How many other people were lying to protect someone they knew, trusted, and were convinced, beyond even the remotest question, was innocent? And one of them was wrong!
She sat motionless and cold, exhausted by the hopeless tangle of it. Matthew and Joseph had even talked of the possibility of Matthew racing back to London and trying to persuade Shearing to intervene, claim some sort of intelligence coup that would override even the needs of justice. But how could they persuade Shearing that Schenckendorff was legitimate, that Dermot Sandwell was the Peacemaker, and that he was on the brink of sabotaging the armistice agreement? They were not even sure themselves.
There was a sound of light footsteps outside, and the sacking moved. “May I come in?” It was Lizzie’s voice, tight and weary.
Judith looked up. “Of course.” Then instantly she regretted it. She liked Lizzie—everything about her was individual, strong and candid, quite often unexpectedly funny—but just now she had no patience for anyone else. Her mind was eaten up with endless, fruitless anxiety.
“What is it?” she asked as Lizzie came down the steps and let the sacking fall closed behind her. Judith stood up. In the light of the one lamp Lizzie was white-faced, almost haggard. She sat down on the cot as if not certain her legs would support her much longer.
“They’re saying that the German will be taken away in a day or so,” she said hoarsely. “What will they do with him?”
“Try him, and t
hen hang him,” Judith replied. The words hurt to say; there was a despair in them that she had not fully acknowledged before.
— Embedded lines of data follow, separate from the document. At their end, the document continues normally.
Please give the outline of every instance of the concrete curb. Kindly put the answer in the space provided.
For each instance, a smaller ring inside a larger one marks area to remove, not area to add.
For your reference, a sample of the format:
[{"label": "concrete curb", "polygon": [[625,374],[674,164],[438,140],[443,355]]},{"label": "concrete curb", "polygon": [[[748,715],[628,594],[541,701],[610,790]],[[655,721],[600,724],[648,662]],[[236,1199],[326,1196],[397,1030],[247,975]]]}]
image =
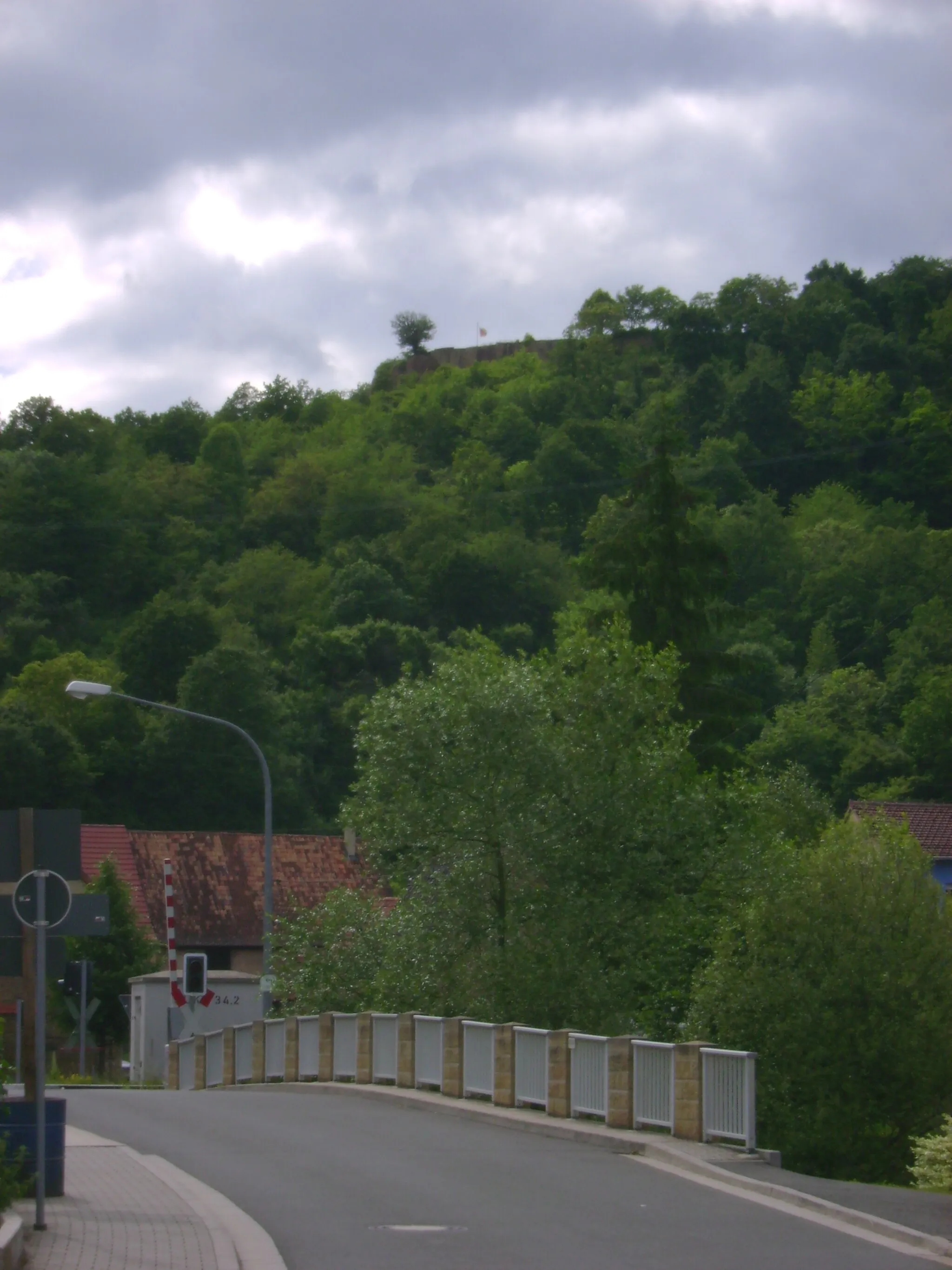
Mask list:
[{"label": "concrete curb", "polygon": [[161,1156],[141,1156],[131,1147],[121,1149],[155,1173],[202,1218],[215,1243],[218,1270],[287,1270],[274,1240],[237,1204]]},{"label": "concrete curb", "polygon": [[23,1262],[23,1218],[4,1213],[0,1226],[0,1270],[20,1270]]},{"label": "concrete curb", "polygon": [[[538,1111],[524,1111],[519,1107],[499,1107],[491,1102],[475,1099],[447,1099],[426,1090],[404,1090],[392,1085],[349,1085],[343,1082],[311,1082],[273,1085],[230,1085],[220,1086],[208,1092],[265,1091],[278,1093],[284,1091],[308,1092],[317,1095],[343,1095],[349,1097],[371,1097],[396,1102],[400,1106],[437,1111],[462,1119],[491,1121],[506,1129],[522,1133],[537,1133],[545,1138],[562,1138],[580,1142],[590,1147],[602,1147],[616,1154],[636,1156],[645,1163],[668,1172],[678,1173],[688,1181],[715,1186],[729,1191],[740,1199],[779,1206],[807,1220],[833,1226],[847,1233],[901,1252],[913,1252],[930,1260],[938,1260],[952,1266],[952,1242],[938,1234],[927,1234],[908,1226],[890,1222],[885,1217],[863,1213],[859,1209],[820,1199],[806,1191],[781,1186],[777,1182],[759,1181],[757,1177],[744,1177],[720,1168],[717,1161],[736,1160],[737,1152],[710,1143],[680,1142],[661,1134],[642,1133],[636,1129],[608,1129],[603,1124],[579,1120],[556,1120]],[[713,1158],[711,1158],[713,1156]]]},{"label": "concrete curb", "polygon": [[[102,1138],[86,1129],[70,1129],[67,1126],[67,1135],[74,1139],[72,1143],[67,1139],[67,1146],[113,1147],[122,1151],[164,1182],[169,1190],[175,1191],[179,1199],[183,1199],[207,1226],[218,1270],[287,1270],[284,1259],[278,1252],[270,1234],[237,1204],[232,1204],[230,1199],[199,1181],[198,1177],[193,1177],[168,1160],[162,1160],[161,1156],[143,1156],[138,1151],[133,1151],[132,1147],[114,1142],[112,1138]],[[6,1219],[4,1228],[5,1226]],[[0,1232],[1,1238],[3,1232]],[[5,1261],[0,1261],[0,1270],[8,1270]],[[11,1265],[9,1270],[18,1270],[18,1267]]]},{"label": "concrete curb", "polygon": [[[938,1234],[925,1234],[923,1231],[899,1226],[883,1217],[875,1217],[872,1213],[863,1213],[854,1208],[844,1208],[842,1204],[806,1195],[803,1191],[795,1191],[788,1186],[773,1186],[770,1182],[758,1182],[753,1177],[737,1180],[734,1173],[716,1166],[711,1166],[708,1175],[699,1168],[683,1167],[647,1154],[632,1157],[632,1160],[636,1163],[647,1165],[649,1168],[658,1168],[661,1172],[683,1177],[685,1181],[710,1186],[754,1204],[763,1204],[777,1212],[788,1213],[791,1217],[842,1231],[858,1240],[868,1240],[880,1247],[892,1248],[894,1252],[952,1266],[952,1243]],[[716,1173],[720,1177],[713,1176]],[[755,1191],[754,1186],[762,1189],[763,1193]],[[774,1191],[776,1194],[773,1194]],[[810,1203],[803,1203],[803,1200]]]}]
“Hanged?” Lizzie whispered. She tried to swallow and could not. Her mouth was too dry. “But…”
“They believe he is guilty of a terrible crime,” Judith said harshly. “Someone raped Sarah with a bayonet and hacked her to death. Nobody’s saying that, because they’re trying to keep it quiet—stop the panic, or the revenge. But it’s true. Then they left her lying like a whore, legs wide, in among the refuse. Don’t you think whoever did that deserves to hang?”
“If you hang someone, and then discover you were wrong…” Lizzie’s voice faded away and she sat down suddenly, her eyes wide and hollow, as if she were looking inward at something unbearable.
Was it possible Joseph had broken his secrecy and told her about Schenckendorff and the Peacemaker? Judith sat on the other bunk and leaned forward. “Lizzie…”
It was as if Lizzie could not hear her.
“Lizzie,” she repeated urgently, “did Joseph tell you that—” She stopped. At the mention of Joseph’s name Lizzie had winced. The movement was almost too small to see, but it was as if the misery inside her had increased. Why would she feel such desperate pain if they exposed the Peacemaker, or if they failed? Did Lizzie know more of the truth than they did? Judith refused to believe that. Lizzie was exactly what she seemed to be. She must not allow the Peacemaker and the suspicions he awoke to poison everything.
Lizzie sat frozen, her knuckles white. Very gently Judith put her hand over Lizzie’s without closing it. “I think you’d better tell me. Is Schenckendorff guilty?”
Lizzie shook her head so slightly it was barely a movement at all.
“Are you sure?” Judith asked.
“Yes.” It was forced, as if her throat was raw.
“Who is?”
“I don’t know.” Lizzie met Judith’s eyes at last. “I really don’t. I have no idea. It just isn’t Schenckendorff.”